2. Place chocolate chips in microwave-safe bowl. Nuke on medium for 90 seconds, stir, then continue in 20-second intervals until melted.

3. Meanwhile, blitz beans, eggs (or replacer), and xanthan (if using) in food processor until smooth, scraping down the sides halfway through. Add remaining ingredients, except chocolate, and blend to mix. Finally, add chocolate and blitz, scraping down the sides once or twice to ensure everything is evenly mixed.

4. Pour promptly into your cake pan or cupcake liners - as the mixture sits, it will get thick & harder to spread. Bake time will depend on the size/shape of your pan - an 8" round will take 45 minutes or so, and cupcakes take 20-25 minutes. Check doneness with a toothpick inserted in the center.

5. Embellish with frosting, fruit, nuts, or simply dust with powdered sugar. Try not to eat the whole thing in one sitting.

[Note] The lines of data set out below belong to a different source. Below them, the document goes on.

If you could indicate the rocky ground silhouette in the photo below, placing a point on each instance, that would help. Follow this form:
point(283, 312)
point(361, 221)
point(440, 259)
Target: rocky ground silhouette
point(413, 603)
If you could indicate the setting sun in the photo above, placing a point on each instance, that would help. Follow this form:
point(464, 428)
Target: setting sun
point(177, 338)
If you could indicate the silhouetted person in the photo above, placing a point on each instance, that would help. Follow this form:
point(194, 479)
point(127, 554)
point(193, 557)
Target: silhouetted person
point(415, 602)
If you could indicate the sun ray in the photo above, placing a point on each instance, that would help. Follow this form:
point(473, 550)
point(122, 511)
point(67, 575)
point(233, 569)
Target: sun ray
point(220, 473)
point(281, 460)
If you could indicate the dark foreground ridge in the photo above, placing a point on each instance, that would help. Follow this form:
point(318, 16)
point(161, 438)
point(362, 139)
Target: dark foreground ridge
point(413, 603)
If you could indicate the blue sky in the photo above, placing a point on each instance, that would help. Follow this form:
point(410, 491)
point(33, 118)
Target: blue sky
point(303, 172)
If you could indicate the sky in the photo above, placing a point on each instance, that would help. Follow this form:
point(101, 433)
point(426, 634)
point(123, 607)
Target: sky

Notes: Any of the flavoring ingredients (coffee, vanilla, cocoa) can be omitted if you don't have them on hand, but they really help to deepen the chocolate flavor. A teaspoon of cinnamon is also a welcome addition, for a warm, Mexican chocolate flavor - you can even add a touch of cayenne if you're feeling bold. Mix in walnuts or top with sliced almonds, if you wish.